Tra i cardini del suo insegnamento ci sono l’umiltà e la misericordia. Temi quanto mai attuali.
L’umiltà per Isacco equivale ad autenticità, adesione alla propria umanità e fallibilità. L’umile è colui che si riconosce per quello che è, che si riconcilia con il suo limite anziché negarlo. E lì incontra il suo Signore fattosi umile, cioè uomo, per raggiungerlo nel fondo del suo abisso. La misericordia è l’altro grande tema di Isacco, per il quale egli è stato amato da generazioni di credenti appartenenti a ogni condizione di vita. La misericordia di un Dio che non viene meno alla sua promessa neppure quando la creatura lo rifiuta. Un Dio che non muta di sentimenti dinanzi al peccato dell’uomo, ma cerca in ogni modo di attirare a sé ogni cosa. Una misericordia, quella di Dio, che ci chiede di venire alla luce senza aver paura. Umiltà e misericordia giungono così a intrecciarsi. L’umiltà di chi riconosce coraggiosamente il proprio peccato, la propria miseria, processo essenziale per la guarigione. La misericordia che copre di tenerezza e rende nuova ogni vita.

Al Convegno partecipa anche una voce russa, quella di Maksim Kalinin.
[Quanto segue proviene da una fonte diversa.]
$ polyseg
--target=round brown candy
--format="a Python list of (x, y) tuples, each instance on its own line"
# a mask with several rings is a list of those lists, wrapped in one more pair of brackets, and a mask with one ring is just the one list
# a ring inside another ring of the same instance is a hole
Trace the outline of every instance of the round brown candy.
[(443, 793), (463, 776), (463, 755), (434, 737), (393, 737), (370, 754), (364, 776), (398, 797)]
Un segno importante anche se in passato avete ospitato figure di primissimo piano della Chiesa ortodossa russa. Come sono oggi i rapporti con Mosca? Speravate anche in altre presenze?
I rapporti con i tanti amici russi che negli anni abbiamo imparato a conoscere e amare restano vivi e la loro assenza, dovuta alla difficoltà degli spostamenti, ci addolora, come anche quella dei tanti amici ucraini che non potranno presenziare. Sappiamo della sofferenza di tanti russi per quanto accade in Ucraina, al di là delle posizioni ufficiali. Diversi di loro hanno espresso il proprio dissenso e per questo sono osteggiati. Abbiamo messo in conto che non avrebbero potuto essere con noi. Alcuni ci hanno scritto per dircelo. Li sentiamo vicini e li ricordiamo.

Il Convegno si svolge mentre a Karlsruhe, in Germania è in corso l’XI Assemblea del Consiglio ecumenico delle Chiese. Piani diversi nello stesso impegno per l’unità. Qual è il contributo specifico che la tradizione monastica può dare in questo senso?
Quello di una condivisione di vita quotidiana che comunica al di là delle differenze teologiche. Il monachesimo è stato sempre una via privilegiata di scambi capaci di infrangere le barriere. Anche se - è bene ricordarlo - alcune rigidità antiecumeniche vengono proprio da ambienti monastici. Ma la mia esperienza è che quando ci si incontra sulla vita concreta, il dialogo è fecondo, perché si scopre una prossimità insospettata.

Cosa dice in particolare sant’Isacco di Ninive agli uomini e alla donne di oggi?
Ci consegna quell’invito alla speranza che torna ripetutamente nei suoi discorsi, scritti in un tempo di grandi rivolgimenti politici e di grande incertezza, un po’ come il nostro. Isacco, in forza della sua fede incrollabile nel Dio amico degli uomini, invita a non disperare, a guardare oltre, a osare. Un invito preziosissimo, credo, in questo tempo in cui ci sentiamo così fragili dinanzi alle sfide del momento e che rischiamo di veder affievolirsi il nostro desiderio di futuro.